# Evaluate Similarity Grouping

In this notebook, we evaluate how effective a relation can be integrated using the NoiseAwareGroupBy Operator.
Therefore, we utilize the [Music Brainz 20K](https://dbs.uni-leipzig.de/research/projects/benchmark-datasets-for-entity-resolution).

The dataset contains modified (usign the DAPO data generator) song records from different sources.
The goal is to group same songs into buckets. E.g. The records {"title": "Daniel Balavoine - L'enfant aux yeux d'Italie", "artist": null, "album": "De vous à elle en passant par moi", ...} and {"name": L'enfant aux yeux d'Italie - De vous à elle en passant par moi", "artist": "Daniel Balavoine", "album": null} describe the same song.

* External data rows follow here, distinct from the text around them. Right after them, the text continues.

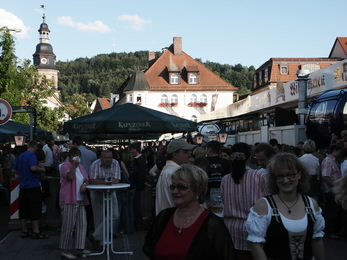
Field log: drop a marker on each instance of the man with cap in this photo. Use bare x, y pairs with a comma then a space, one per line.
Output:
178, 153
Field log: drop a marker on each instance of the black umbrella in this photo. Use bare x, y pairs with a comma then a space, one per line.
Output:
127, 121
12, 128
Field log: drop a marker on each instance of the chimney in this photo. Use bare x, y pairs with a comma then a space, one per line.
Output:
151, 56
177, 46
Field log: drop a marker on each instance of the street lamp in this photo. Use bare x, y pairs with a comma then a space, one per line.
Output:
199, 138
19, 139
302, 86
222, 136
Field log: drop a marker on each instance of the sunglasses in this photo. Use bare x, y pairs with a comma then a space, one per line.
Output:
291, 177
179, 187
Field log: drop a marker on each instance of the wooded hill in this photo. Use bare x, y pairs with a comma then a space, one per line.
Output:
105, 73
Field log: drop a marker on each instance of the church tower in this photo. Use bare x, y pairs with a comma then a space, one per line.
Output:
44, 58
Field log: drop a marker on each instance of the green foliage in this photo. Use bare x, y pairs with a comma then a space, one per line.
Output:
79, 105
105, 73
238, 75
100, 75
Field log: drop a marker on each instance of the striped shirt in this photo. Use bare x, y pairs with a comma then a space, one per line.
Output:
238, 199
97, 171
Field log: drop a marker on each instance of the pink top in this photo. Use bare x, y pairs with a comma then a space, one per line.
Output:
173, 245
67, 194
238, 199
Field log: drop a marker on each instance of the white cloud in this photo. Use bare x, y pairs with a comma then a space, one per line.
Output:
136, 22
12, 21
96, 26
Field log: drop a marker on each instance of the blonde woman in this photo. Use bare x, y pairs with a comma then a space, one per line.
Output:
188, 231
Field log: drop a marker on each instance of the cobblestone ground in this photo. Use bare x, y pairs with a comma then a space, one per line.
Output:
13, 247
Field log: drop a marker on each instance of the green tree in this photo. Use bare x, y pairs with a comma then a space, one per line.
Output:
78, 105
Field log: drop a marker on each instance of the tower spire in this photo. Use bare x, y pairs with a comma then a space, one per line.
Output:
43, 13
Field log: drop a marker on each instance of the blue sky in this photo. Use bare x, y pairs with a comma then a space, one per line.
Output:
248, 32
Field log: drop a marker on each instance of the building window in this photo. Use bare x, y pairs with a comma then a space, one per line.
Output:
174, 79
138, 99
193, 98
203, 98
310, 67
266, 75
174, 98
192, 78
260, 80
284, 69
164, 99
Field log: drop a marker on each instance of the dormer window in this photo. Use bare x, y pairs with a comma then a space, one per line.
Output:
310, 67
266, 75
174, 78
193, 98
284, 69
192, 78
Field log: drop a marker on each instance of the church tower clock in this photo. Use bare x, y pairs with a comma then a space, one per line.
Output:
44, 58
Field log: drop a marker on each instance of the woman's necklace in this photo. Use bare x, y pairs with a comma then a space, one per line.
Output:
289, 207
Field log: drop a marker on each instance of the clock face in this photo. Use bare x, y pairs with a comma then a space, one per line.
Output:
44, 60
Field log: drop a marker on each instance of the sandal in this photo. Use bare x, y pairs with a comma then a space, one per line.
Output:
35, 235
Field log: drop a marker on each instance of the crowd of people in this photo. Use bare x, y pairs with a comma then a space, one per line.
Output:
262, 201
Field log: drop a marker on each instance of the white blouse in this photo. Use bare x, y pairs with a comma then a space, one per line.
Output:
257, 225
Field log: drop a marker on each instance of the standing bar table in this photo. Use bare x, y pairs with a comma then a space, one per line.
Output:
107, 206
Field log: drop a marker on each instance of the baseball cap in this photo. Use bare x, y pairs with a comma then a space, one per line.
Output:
179, 144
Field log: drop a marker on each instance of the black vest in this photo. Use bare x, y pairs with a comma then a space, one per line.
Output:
276, 246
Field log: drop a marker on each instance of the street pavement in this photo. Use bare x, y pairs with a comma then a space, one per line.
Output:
13, 247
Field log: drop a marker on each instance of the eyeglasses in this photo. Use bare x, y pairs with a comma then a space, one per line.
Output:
179, 187
290, 177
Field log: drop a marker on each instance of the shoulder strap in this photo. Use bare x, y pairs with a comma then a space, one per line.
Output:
275, 213
308, 208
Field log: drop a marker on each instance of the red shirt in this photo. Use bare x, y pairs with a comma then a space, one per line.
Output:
173, 245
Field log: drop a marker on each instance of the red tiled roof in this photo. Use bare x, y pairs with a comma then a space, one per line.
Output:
342, 42
158, 76
104, 103
293, 66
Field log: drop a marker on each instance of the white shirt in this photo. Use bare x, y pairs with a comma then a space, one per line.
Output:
163, 199
48, 155
311, 163
257, 225
79, 182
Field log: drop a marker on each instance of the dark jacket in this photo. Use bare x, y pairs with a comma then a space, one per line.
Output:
211, 242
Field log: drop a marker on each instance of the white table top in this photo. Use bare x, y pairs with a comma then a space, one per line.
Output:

The column "CID" describes the cluster of the record. Using the  `SoftAggregateScikit` operator, we determine clusters and calculate the metrics:
* Adjusted Rand Index (ARI)
* Normalized Mutual Information (NMI)
* Fowlkes-Mallows Index (FMI)


In [1]:
import pandas as pd
from models import ModelMgr
from models.embedding.SentenceTransformer import SentenceTransformerEmbeddingModel

from db.operators import Dummy, SoftAggregateScikit
from db.operators.Aggregate import SetAggregation
from sklearn.cluster import KMeans, DBSCAN, HDBSCAN

from sklearn.metrics import adjusted_rand_score, normalized_mutual_info_score, fowlkes_mallows_score

In [2]:
m = ModelMgr()
stem = SentenceTransformerEmbeddingModel(m)

drop_na = True

In [3]:
df_music = pd.read_csv("../data/musicbrainz-20-A01.csv", index_col=0).drop(columns=["length"], axis=1)
significant_cols = ["title", "artist", "album", "year", "language"]
df_music.head()

Unnamed: 0_level_0,CID,CTID,SourceID,id,number,title,artist,album,year,language
TID,Unnamed: 1_level_1,Unnamed: 2_level_1,Unnamed: 3_level_1,Unnamed: 4_level_1,Unnamed: 5_level_1,Unnamed: 6_level_1,Unnamed: 7_level_1,Unnamed: 8_level_1,Unnamed: 9_level_1,Unnamed: 10_level_1
1,1,1,2,MBox7368722-HH,9,Daniel Balavoine - L'enfant aux yeux d'Italie,,De vous à elle en passant par moi,75.0,French
2,2512,5,4,139137-A047,7,007,[unknown],Cantigas de roda (unknown),,Por.
3,2,1,2,MBox38440522-HH,17,Action PAINTING! - Mustard Gas,,There and Back Again Lane,95.0,English
4,3,1,5,4489993,10,Your Grace,Kathy Troccoli,Comfort,2005.0,English
5,4,1,5,10339621,2,Well You Needn't,Ernie Stadler Jazz Quintet,First Down,2010.0,English


In [4]:
def evaluate(df, cluster_columns, id_column, cluster_class, cluster_params, serialization_mode, reduce_dimensions, drop_na):
    key = (str(cluster_class), str(serialization_mode), str(reduce_dimensions), str(drop_na))

    if drop_na:
        df = df.dropna()

    if cluster_class == KMeans:
        cluster_params = {"n_clusters": len(df["CID"].unique())}

    columns = [col.strip() for col in df.columns]
    data = [[str(y) for y in x] for x in df.itertuples(name=None)]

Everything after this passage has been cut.